A tell-tale sign of intellectual shallowness is the belief that the momentary vagaries of fashion and public opinion are permanent. This kind of naiveté is, of course, common among high school and college kids whose life experience is too short to have taught them any better.
Unfortunately, a great many people masquerading as thinking adults are just as callow, with far less excuse. Thus, we have sophomoric articles and blog posts like this one from Shadowfax, who offers the following admixture of smugness and banality:
I am starting to get excited. I’m excited to have Obama take office, and I’m excited to be rid of that pathetic failure of a predecessor. I had planned on writing a long vituperative post explicating the evidence that Bush has been the worst president of my lifetime …

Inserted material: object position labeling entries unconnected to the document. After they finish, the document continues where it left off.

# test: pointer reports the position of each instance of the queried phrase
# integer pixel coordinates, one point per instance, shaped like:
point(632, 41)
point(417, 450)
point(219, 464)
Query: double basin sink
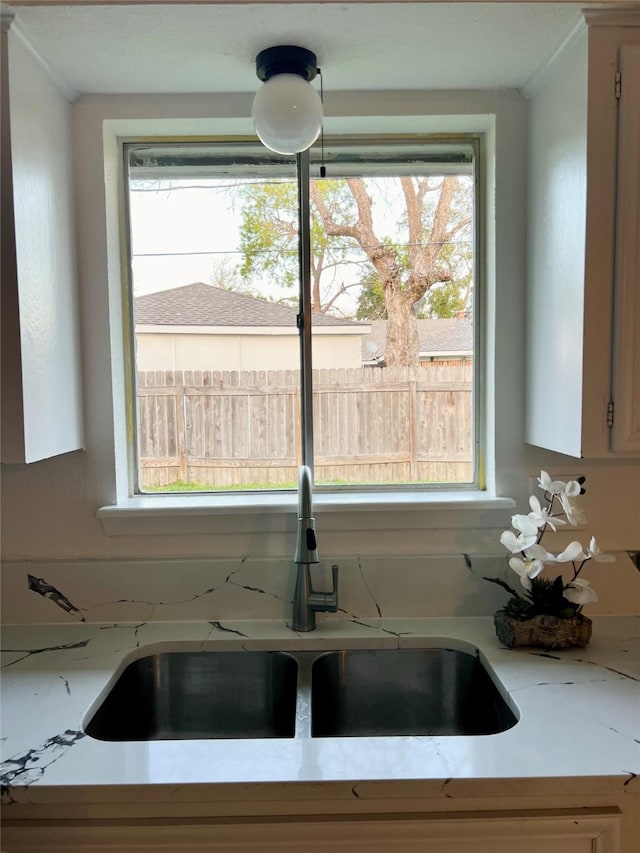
point(185, 694)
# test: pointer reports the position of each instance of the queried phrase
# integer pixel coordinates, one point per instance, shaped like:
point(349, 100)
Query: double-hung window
point(216, 317)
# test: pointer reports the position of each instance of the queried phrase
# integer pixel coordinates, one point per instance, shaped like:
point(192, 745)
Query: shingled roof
point(437, 337)
point(205, 305)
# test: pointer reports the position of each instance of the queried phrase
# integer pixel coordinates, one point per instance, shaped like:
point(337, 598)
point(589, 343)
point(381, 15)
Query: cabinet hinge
point(610, 413)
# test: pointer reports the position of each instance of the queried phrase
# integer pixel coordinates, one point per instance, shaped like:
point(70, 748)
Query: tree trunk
point(403, 344)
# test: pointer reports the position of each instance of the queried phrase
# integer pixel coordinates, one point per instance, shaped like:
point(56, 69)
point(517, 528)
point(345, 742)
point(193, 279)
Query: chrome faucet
point(306, 601)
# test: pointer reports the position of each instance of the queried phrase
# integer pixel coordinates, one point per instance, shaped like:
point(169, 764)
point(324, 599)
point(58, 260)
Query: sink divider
point(303, 698)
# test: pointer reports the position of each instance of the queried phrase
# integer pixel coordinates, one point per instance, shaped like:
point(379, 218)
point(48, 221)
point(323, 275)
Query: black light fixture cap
point(286, 59)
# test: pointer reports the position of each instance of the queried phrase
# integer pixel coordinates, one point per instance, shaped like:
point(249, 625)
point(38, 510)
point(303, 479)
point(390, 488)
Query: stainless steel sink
point(273, 694)
point(179, 695)
point(386, 692)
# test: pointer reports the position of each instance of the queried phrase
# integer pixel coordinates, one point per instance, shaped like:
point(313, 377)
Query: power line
point(295, 251)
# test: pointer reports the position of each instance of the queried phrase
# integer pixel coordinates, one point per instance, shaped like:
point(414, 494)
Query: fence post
point(413, 424)
point(181, 428)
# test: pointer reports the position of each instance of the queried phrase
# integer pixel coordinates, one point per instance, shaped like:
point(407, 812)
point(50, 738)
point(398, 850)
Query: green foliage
point(546, 597)
point(269, 230)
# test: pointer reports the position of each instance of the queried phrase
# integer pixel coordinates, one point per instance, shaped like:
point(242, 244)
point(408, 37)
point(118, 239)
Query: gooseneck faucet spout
point(306, 601)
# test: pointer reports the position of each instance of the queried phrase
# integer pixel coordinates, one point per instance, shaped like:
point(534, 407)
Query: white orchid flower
point(553, 487)
point(572, 552)
point(574, 514)
point(594, 553)
point(524, 525)
point(539, 515)
point(579, 592)
point(531, 566)
point(514, 543)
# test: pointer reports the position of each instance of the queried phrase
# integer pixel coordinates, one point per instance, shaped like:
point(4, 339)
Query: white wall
point(162, 351)
point(50, 508)
point(556, 258)
point(48, 370)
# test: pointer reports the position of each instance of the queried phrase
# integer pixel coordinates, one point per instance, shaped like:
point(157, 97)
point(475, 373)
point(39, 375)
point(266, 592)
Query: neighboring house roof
point(205, 305)
point(437, 337)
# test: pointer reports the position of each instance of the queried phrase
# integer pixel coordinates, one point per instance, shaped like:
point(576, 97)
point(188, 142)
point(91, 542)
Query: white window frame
point(100, 127)
point(356, 149)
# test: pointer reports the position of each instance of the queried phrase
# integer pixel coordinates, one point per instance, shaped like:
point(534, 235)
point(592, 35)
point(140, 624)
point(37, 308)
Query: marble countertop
point(579, 711)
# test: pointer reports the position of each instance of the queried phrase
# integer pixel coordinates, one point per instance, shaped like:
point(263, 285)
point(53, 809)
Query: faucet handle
point(334, 581)
point(326, 602)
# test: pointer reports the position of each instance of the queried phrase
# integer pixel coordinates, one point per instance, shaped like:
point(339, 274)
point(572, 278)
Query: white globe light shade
point(287, 114)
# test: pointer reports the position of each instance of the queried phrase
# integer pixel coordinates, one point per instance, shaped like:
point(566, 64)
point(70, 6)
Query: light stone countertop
point(579, 713)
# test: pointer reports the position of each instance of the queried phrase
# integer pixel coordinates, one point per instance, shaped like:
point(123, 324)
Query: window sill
point(277, 512)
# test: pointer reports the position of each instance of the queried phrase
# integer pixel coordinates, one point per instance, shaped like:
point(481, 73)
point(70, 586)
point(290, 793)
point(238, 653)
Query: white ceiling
point(374, 46)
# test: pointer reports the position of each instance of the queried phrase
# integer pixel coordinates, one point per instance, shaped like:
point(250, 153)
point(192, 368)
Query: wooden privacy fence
point(371, 425)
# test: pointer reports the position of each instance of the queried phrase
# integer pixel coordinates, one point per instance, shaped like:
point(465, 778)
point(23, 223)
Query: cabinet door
point(626, 343)
point(388, 834)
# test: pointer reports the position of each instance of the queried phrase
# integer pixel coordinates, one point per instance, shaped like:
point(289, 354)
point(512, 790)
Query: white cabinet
point(626, 335)
point(41, 371)
point(583, 373)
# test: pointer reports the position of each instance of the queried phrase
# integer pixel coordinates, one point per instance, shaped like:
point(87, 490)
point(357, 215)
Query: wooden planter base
point(547, 632)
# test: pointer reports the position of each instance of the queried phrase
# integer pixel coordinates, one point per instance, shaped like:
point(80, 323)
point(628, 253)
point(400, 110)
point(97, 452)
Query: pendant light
point(287, 111)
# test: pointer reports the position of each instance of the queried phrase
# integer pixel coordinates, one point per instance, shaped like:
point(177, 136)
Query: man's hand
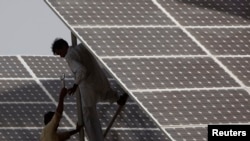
point(72, 90)
point(63, 92)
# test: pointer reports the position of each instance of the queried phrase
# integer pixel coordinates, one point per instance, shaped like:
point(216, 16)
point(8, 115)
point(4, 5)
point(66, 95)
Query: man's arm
point(59, 108)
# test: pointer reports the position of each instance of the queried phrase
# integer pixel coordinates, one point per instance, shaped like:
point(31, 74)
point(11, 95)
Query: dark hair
point(59, 43)
point(48, 116)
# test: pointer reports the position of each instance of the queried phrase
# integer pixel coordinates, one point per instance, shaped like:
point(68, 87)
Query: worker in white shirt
point(90, 81)
point(52, 120)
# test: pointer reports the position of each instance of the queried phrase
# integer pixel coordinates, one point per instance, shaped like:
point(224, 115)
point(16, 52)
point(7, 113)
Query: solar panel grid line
point(25, 102)
point(42, 86)
point(219, 27)
point(154, 56)
point(20, 128)
point(123, 26)
point(186, 89)
point(199, 44)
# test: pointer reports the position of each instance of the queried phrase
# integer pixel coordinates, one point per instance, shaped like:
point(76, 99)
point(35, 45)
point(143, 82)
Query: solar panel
point(24, 99)
point(184, 62)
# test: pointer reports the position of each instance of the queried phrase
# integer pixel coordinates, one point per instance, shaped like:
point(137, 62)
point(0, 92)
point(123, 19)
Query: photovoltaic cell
point(208, 12)
point(48, 66)
point(197, 106)
point(239, 66)
point(193, 133)
point(11, 67)
point(139, 41)
point(107, 12)
point(232, 41)
point(163, 73)
point(21, 91)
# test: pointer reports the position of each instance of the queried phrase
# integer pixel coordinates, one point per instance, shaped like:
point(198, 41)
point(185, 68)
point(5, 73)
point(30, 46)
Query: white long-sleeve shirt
point(92, 82)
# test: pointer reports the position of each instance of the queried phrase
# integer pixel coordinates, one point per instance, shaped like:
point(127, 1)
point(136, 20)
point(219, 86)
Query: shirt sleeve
point(64, 135)
point(54, 123)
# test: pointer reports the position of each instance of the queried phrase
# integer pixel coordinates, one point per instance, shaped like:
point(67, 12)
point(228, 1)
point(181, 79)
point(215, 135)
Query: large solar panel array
point(184, 62)
point(29, 88)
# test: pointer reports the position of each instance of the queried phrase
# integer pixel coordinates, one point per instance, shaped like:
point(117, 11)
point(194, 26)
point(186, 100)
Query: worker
point(51, 121)
point(90, 81)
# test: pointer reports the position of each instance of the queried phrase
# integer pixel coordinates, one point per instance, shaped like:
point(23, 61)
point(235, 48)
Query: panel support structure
point(78, 99)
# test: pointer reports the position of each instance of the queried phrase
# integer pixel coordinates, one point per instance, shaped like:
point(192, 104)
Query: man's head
point(60, 47)
point(48, 116)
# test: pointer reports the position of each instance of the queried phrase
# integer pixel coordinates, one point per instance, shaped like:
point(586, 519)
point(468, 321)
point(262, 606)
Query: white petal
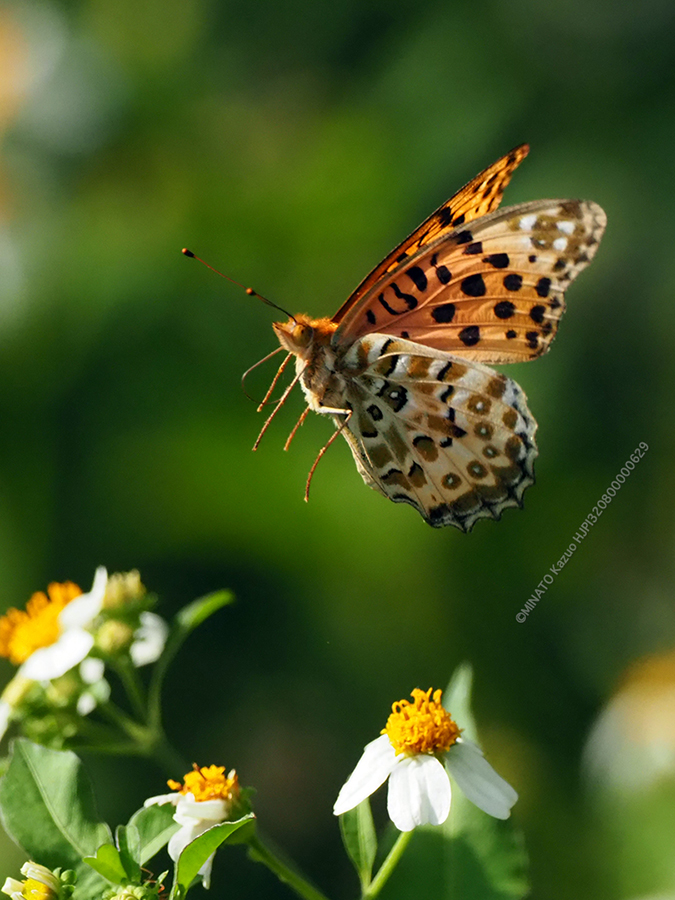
point(179, 841)
point(91, 670)
point(5, 713)
point(479, 781)
point(86, 703)
point(419, 793)
point(372, 770)
point(54, 661)
point(205, 872)
point(161, 799)
point(190, 810)
point(149, 639)
point(13, 888)
point(81, 611)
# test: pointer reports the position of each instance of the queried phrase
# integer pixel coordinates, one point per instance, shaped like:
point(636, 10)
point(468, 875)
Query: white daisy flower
point(207, 797)
point(418, 750)
point(40, 883)
point(50, 637)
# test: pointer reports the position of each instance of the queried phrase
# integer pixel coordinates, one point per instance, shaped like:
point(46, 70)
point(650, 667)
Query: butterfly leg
point(329, 411)
point(297, 425)
point(276, 409)
point(274, 380)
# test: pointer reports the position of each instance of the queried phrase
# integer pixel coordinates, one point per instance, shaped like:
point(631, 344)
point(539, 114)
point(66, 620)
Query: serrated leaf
point(90, 885)
point(128, 842)
point(360, 841)
point(47, 806)
point(107, 863)
point(198, 851)
point(457, 700)
point(155, 826)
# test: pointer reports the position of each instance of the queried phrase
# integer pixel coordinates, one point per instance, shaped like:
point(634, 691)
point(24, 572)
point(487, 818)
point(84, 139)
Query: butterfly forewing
point(492, 292)
point(477, 198)
point(450, 437)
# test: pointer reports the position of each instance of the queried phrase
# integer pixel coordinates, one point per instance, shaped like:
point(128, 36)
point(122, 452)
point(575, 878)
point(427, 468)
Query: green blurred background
point(292, 144)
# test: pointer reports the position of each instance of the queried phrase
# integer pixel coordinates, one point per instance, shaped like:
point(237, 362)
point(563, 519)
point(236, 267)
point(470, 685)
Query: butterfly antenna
point(255, 366)
point(276, 409)
point(274, 382)
point(336, 433)
point(249, 291)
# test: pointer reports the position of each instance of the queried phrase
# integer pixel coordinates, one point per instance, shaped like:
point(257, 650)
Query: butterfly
point(403, 367)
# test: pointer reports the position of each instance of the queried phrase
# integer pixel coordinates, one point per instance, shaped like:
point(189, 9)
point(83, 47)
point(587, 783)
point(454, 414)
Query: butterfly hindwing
point(480, 196)
point(492, 292)
point(450, 437)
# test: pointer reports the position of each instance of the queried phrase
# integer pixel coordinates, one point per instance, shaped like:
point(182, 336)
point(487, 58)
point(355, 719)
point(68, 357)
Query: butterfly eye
point(303, 334)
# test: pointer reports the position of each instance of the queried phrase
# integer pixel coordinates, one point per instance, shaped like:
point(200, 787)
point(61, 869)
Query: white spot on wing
point(527, 222)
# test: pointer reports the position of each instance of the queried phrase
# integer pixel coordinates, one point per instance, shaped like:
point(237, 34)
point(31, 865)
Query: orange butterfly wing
point(480, 196)
point(491, 292)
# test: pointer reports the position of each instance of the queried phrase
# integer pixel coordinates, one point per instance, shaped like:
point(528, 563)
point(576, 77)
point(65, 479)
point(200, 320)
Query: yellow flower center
point(22, 632)
point(36, 890)
point(208, 783)
point(422, 726)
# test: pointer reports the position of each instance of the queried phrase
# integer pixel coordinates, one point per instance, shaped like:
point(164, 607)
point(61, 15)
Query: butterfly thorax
point(309, 340)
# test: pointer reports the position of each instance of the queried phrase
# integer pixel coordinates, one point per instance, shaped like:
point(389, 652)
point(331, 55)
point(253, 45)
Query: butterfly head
point(300, 334)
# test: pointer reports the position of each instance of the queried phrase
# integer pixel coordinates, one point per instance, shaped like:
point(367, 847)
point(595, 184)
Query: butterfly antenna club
point(249, 291)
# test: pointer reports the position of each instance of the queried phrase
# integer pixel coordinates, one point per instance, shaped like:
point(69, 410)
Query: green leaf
point(155, 826)
point(457, 700)
point(360, 840)
point(198, 851)
point(107, 862)
point(47, 806)
point(192, 615)
point(128, 842)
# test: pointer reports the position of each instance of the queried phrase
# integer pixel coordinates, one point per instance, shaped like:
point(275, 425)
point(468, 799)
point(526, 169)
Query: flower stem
point(260, 853)
point(388, 865)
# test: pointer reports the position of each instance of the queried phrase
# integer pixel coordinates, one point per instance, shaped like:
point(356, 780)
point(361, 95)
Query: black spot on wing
point(504, 309)
point(513, 281)
point(470, 335)
point(537, 314)
point(473, 249)
point(410, 301)
point(543, 286)
point(418, 278)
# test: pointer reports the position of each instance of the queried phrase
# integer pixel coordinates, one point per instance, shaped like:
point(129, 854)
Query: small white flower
point(149, 639)
point(73, 642)
point(40, 882)
point(631, 746)
point(207, 798)
point(420, 747)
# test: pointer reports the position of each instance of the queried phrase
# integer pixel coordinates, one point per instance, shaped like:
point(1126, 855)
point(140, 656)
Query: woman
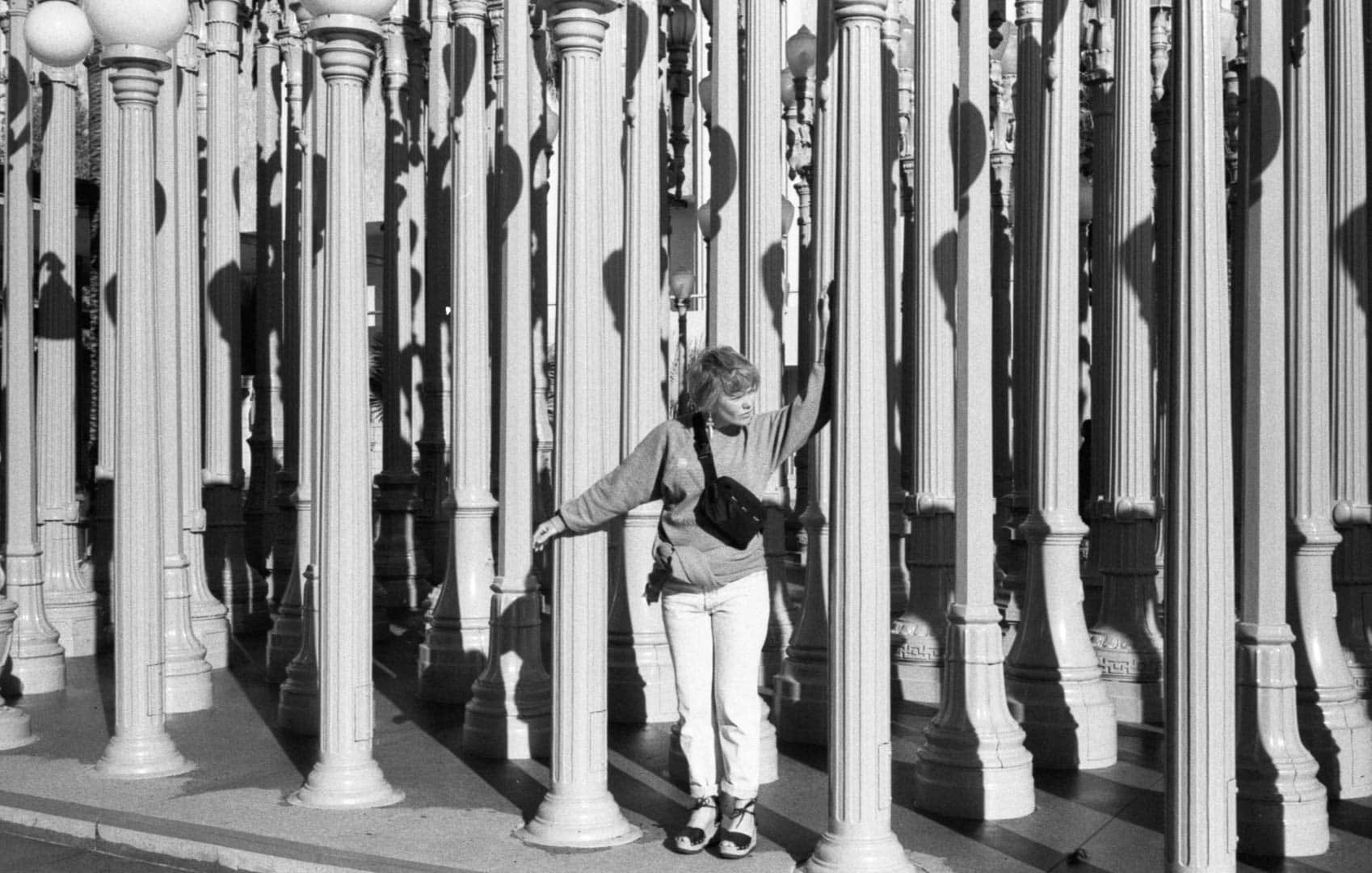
point(715, 596)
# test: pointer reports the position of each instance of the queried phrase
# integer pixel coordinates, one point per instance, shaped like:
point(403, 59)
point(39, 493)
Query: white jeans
point(717, 643)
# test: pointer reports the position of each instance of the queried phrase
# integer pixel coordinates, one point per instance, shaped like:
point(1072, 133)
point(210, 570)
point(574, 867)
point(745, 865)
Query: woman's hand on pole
point(548, 530)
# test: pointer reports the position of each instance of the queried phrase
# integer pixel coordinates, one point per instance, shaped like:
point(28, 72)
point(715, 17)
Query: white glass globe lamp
point(58, 33)
point(153, 23)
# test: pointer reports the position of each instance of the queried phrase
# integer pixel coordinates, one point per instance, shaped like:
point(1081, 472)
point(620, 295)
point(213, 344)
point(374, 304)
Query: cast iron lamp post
point(136, 36)
point(36, 658)
point(345, 776)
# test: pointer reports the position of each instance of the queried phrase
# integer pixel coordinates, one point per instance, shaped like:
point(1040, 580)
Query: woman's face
point(734, 409)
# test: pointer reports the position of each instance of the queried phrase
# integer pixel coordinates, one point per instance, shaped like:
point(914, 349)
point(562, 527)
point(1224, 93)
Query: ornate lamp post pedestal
point(37, 662)
point(578, 809)
point(346, 774)
point(135, 49)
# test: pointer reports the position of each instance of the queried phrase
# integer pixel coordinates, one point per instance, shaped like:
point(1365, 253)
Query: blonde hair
point(715, 373)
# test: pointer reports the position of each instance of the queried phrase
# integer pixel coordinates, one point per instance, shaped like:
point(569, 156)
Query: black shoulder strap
point(707, 458)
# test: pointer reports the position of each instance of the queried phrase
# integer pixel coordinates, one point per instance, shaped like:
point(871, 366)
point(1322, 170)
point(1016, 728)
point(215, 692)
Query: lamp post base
point(346, 786)
point(858, 854)
point(141, 758)
point(579, 821)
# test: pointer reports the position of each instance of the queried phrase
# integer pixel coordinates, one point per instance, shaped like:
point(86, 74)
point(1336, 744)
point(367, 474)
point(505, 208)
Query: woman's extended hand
point(545, 532)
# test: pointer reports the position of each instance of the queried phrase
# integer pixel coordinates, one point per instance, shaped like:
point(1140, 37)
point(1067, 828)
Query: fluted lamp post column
point(509, 714)
point(641, 685)
point(184, 668)
point(208, 617)
point(1051, 672)
point(1126, 636)
point(136, 37)
point(1349, 273)
point(1334, 721)
point(579, 810)
point(1199, 762)
point(68, 596)
point(401, 567)
point(723, 314)
point(345, 776)
point(918, 635)
point(37, 662)
point(1281, 803)
point(973, 762)
point(298, 704)
point(454, 654)
point(858, 837)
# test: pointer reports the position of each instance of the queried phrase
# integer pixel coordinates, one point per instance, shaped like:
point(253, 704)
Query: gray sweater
point(664, 467)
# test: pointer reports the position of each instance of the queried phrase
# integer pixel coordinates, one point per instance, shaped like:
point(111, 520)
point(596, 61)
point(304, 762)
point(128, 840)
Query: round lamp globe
point(58, 33)
point(153, 23)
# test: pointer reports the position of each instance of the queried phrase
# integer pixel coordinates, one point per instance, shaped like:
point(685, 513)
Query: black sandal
point(690, 841)
point(734, 845)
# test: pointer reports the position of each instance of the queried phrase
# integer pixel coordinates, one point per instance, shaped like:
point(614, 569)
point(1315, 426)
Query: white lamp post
point(36, 658)
point(136, 36)
point(346, 776)
point(59, 36)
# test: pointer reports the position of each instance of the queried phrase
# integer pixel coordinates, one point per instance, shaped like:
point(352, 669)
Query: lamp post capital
point(581, 25)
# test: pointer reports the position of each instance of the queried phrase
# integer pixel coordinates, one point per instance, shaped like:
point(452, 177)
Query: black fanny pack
point(726, 508)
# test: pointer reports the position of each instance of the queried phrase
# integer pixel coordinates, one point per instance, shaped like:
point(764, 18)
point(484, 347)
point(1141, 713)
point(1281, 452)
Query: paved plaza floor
point(460, 814)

He then links to one of his own posts, wherein he advises that he will “help” history’s judgment with a list of shopworn canards that he apparently cut-and-pasted from Kos or some other bastion of brain-donors. Well, here’s a clue for Shadowfax and the rest of the neurotic Bush bashers:
History doesn’t give a rat’s ass about your infantile opinions. Long after the losers who sputter at their monitors about “neocons” and “theocons” have gone to their pathetic little fates, more serious people will make the call. As Andrew Roberts expresses it in The Telegraph:
History, by looking at the key facts rather than being distracted by the loud ambient noise of the
24-hour news cycle, will probably hand down a far more positive judgment on Mr Bush’s presidency than the immediate, knee-jerk loathing of the American and European elites.
In this, Bush will be in good company. Among the other presidents despised by the pseudo-intellectual poseurs of their day were Lincoln, T. Roosevelt, Truman, and Reagan. And, across the pond, Churchill was consistently reviled by the fashion plates of his day.
Bush has his faults, of course, and he has pissed me off on more than one occasion. But I imagine that he will, in the end, triumph over his Lillipudlian critics.